The Teflon Don, Mafia Boss John Gotti (deceased from natural causes in prison, by golly) was loved by the residents of his old neighborhood, was a generous contributor to hospitals that help abused children, and to Hale House, which cared for infants exposed to illegal drugs.
That didn’t change the fact that John Gotti was John Gotti. Head of Murder Incorporated, and someone you probably shouldn’t follow into an alley at 2 am on a Saturday morning.
When Crosby Stills and Nash penned, “Teach your Children Well” they were not singing about John Gotti.
And for gosh sakes I’m not comparing our Rose-bedecked, dapper-dappled Teflon Don with the guy from Murder Incorporated. I’m just sayin’ that, good deeds notwithstanding, it’s time maybe for the CBC to pull the plug on the antics, the rhetoric and the borderline balkanism that Mr. Cherry is bringing to the airwaves at a chock a block and frankly scary rate.
Cherry, in an on-camera rant a few weeks ago (sounding somewhat Stalinesque, while we’re on the topic of Russian misdemeanors) even posted a verbal warning - a little pas de deux, sprinkled liberally with that oh so dainty jingoist rhetoric - that Alex the Great better watch his back lest some dull-meloned Canadian farm boy, not quite enamored of his boyish celebrations, greet him in the crease during one of those goal celebrations and “cut him in half.”
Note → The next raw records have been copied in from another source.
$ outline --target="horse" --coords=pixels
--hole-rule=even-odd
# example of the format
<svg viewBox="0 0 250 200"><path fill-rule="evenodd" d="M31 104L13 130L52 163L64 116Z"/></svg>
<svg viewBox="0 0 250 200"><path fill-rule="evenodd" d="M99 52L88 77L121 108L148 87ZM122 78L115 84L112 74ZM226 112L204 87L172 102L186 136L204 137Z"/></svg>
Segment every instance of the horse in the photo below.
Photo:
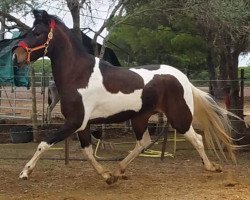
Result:
<svg viewBox="0 0 250 200"><path fill-rule="evenodd" d="M181 71L168 65L114 67L88 54L58 17L43 10L34 10L33 14L33 28L13 49L13 62L22 67L45 55L50 58L65 123L40 142L19 178L27 179L46 150L78 132L86 159L108 184L113 184L151 143L147 126L150 116L156 113L163 113L171 126L191 142L206 170L220 172L222 168L207 157L203 137L193 128L194 118L203 128L207 144L216 153L219 147L217 155L229 155L235 160L229 112L196 88ZM89 123L126 120L131 120L136 145L111 172L93 156L90 133L86 130Z"/></svg>
<svg viewBox="0 0 250 200"><path fill-rule="evenodd" d="M51 112L55 108L56 104L60 101L60 96L58 94L55 82L49 84L48 86L48 107L45 117L45 121L50 123L51 121Z"/></svg>

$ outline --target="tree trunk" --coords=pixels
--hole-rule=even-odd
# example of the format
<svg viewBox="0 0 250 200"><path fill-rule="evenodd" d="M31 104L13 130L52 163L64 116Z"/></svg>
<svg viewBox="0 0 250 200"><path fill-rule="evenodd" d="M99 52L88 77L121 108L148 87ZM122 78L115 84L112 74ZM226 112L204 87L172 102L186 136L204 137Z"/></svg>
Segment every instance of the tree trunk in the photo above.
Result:
<svg viewBox="0 0 250 200"><path fill-rule="evenodd" d="M207 55L207 67L208 67L208 72L209 72L209 93L211 95L214 95L215 91L217 90L217 74L215 70L215 64L213 62L213 55L212 55L212 50L209 49L208 55Z"/></svg>
<svg viewBox="0 0 250 200"><path fill-rule="evenodd" d="M230 111L243 119L243 105L239 96L239 80L238 80L238 57L237 51L228 52L227 67L230 80ZM238 133L244 129L244 123L235 118L232 118L232 126L237 133L233 133L234 138L238 138Z"/></svg>

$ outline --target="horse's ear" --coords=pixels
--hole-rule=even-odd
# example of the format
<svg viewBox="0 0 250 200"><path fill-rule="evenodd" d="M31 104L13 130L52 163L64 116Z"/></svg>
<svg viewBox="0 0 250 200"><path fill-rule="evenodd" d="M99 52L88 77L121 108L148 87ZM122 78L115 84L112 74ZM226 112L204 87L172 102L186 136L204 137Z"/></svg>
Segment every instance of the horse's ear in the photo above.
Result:
<svg viewBox="0 0 250 200"><path fill-rule="evenodd" d="M33 10L35 20L47 22L49 20L49 14L45 10Z"/></svg>

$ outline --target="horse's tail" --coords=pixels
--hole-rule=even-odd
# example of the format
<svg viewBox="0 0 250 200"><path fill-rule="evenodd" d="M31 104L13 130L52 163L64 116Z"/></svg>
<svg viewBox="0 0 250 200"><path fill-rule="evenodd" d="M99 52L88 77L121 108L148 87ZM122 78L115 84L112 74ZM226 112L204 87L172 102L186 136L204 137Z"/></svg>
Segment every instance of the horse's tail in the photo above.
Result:
<svg viewBox="0 0 250 200"><path fill-rule="evenodd" d="M234 150L236 146L233 144L231 137L231 125L228 115L239 118L231 112L221 108L213 98L206 92L192 86L194 99L194 118L201 125L205 141L208 147L212 148L215 154L219 148L221 154L226 158L223 151L223 143L229 153L229 157L236 162ZM219 157L220 158L220 157Z"/></svg>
Please let this nifty piece of Canadian-exuberance sink in, for just a moment.
And forget the good deeds and the loving portraits painted of our boys in Afghanistan. And the beautiful little moments shared with our up-and-coming boys of winter. And his lovely dog Blue.
Forget all that, and remember what Don Cherry said, with muffled glee on our tax-funded network.
Don Cherry said someone’s “gonna’ cut him in half.”
And left unsaid, but certainly implied, was the concomitant fact that Alex Ovechkin would deserve it.
In the same piece Mr. Cherry teed up a clip of some black soccer players celebrating after scoring a goal.
He stared into the camera and warned aspiring young players that this was un-Canadian and not the way we civilized lads from the great White North do it.
Implied here, well, it’s actually too distasteful for me to imply. I’m wondering why the clip was of black players celebrating and not some English star or some Italian player sliding along the grass.
What’s implied in the clip is less important than what’s implicitly inferred by the clip. Inferred by me and some others, who have stated categorically that it made them very uncomfortable.
Let’s just say that Crosby Stills and Nash didn’t have Don Cherry in mind either, when they penned that seminal song on mentoring.
Let me put Mr. Cherry on notice here.
There is no place on any network anywhere and especially not on the CBC for that type of rhetoric.
We’re too busy right now, but perhaps there will be a time, when this economic tsunami subsides, for an MP to take this to Parliament.